While we are on the subject of politics, it is worth noting that we are only in the position to even plausibly offer up an optimistic-case scenario involving national politics because of the resilience we saw from local civic institutions during and in the aftermath of the election. Despite everything, the evidence overwhelmingly points to an election system that worked – that worked thanks to the unsung efforts of thousands upon thousands of diligent poll workers, boards of elections, state legislatures and the rest of the sprawling, highly decentralized components of the baffling contraption that is our democracy. As maddeningly obsolete and creaky as this system so often seems, when push came to shove it worked.
Changing World and New Opportunities
Of course, an optimistic case for investment portfolios is not confined by trends that take place here at home in the US. One thing became very clear to many observers in 2020: the countries with the most successful outcomes in getting the pandemic under control were not those of the European and North American West. China, the world’s second-largest economy, has had no Covid cases to speak of for many months now and is also on track to end the year with a positive run rate in GDP growth.
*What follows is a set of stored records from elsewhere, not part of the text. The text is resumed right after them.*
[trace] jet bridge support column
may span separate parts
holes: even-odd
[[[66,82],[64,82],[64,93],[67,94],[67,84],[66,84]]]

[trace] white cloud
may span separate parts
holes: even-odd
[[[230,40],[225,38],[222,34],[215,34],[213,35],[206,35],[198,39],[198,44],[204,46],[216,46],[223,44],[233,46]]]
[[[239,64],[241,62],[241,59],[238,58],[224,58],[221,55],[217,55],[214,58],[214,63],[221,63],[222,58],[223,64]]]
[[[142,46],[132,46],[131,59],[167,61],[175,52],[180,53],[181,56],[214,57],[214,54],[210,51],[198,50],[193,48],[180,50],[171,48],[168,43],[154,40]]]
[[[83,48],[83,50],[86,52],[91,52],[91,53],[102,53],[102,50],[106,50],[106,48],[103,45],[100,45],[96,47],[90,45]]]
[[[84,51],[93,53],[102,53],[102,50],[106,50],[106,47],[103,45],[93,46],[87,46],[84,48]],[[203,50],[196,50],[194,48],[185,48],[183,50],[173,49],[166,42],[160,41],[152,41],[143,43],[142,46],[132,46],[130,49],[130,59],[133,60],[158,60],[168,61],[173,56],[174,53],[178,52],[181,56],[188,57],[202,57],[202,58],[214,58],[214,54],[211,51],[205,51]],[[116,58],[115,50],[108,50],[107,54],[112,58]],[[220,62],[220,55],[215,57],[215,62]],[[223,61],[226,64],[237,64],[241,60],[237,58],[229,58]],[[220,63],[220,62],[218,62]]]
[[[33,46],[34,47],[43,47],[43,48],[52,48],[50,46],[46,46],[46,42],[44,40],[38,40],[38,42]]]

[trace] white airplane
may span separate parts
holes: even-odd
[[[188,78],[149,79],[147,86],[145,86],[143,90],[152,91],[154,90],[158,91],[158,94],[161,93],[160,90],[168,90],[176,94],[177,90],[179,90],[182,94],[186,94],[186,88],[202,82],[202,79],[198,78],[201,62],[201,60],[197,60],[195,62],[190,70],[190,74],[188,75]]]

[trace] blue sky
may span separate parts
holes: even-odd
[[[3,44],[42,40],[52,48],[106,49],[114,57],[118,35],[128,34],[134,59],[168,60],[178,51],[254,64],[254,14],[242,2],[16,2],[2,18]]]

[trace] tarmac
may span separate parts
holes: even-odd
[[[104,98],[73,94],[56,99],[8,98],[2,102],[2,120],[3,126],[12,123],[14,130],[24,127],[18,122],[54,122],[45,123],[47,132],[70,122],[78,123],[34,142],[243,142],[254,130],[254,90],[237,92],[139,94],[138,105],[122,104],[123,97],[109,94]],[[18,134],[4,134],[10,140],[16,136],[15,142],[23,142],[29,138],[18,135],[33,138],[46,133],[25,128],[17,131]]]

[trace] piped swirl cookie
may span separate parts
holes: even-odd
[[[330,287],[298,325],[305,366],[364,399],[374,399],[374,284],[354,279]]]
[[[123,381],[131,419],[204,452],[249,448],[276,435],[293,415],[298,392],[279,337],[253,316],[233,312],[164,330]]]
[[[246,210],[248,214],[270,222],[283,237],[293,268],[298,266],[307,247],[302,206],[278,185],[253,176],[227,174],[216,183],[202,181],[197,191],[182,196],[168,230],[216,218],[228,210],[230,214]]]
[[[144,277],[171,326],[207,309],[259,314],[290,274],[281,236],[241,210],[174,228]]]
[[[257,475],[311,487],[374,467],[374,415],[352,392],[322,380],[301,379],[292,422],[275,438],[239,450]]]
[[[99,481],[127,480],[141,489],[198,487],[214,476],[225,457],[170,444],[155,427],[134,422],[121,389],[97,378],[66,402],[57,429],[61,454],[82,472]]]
Neither the EU nor the UK nor the US can lay claim to either of those feats. South Korea, Taiwan and Singapore also have demonstrated the ability to achieve healthcare outcomes that apparently elude most of the more prosperous developed world.
The balance of economic power has been shifting for some time, but the events of this year have arguably accelerated the trend. China’s currency, the renminbi, is up more than eight percent in the past six months as demand for Chinese assets has soared. Meanwhile the entire region – rebuffed by the US in early 2017 when we abruptly pulled out of the Trans-Pacific Partnership trade agreement – has gone ahead and formed itself into a new partnership. The Regional Comprehensive Economic Partnership (RCEP) will be strongly influenced by China, its largest member. It will also include Australia and New Zealand – but not the United States. Accounting for over 30 percent of global GDP it will be a force to be reckoned with alongside the EU and the North American successor to NAFTA.
Whether that implies a world of increasingly inward-looking regional blocs or a possible building block for a more integrated global economy remains to be seen. In the meantime it hastens the end of thinking of “emerging markets” as one asset class – there are emerging markets set to grow strongly, and there are emerging markets set to do quite the opposite. There are plenty of risks – but also new opportunities for enhancing portfolio returns.
When we come back from the Thanksgiving break we will have the chance to focus our attention on what could go wrong, rather than right, in 2021. But that is a story for another day. Today is for thinking positively and thankfully. We wish you and your loved ones a safe, happy and healthy Thanksgiving.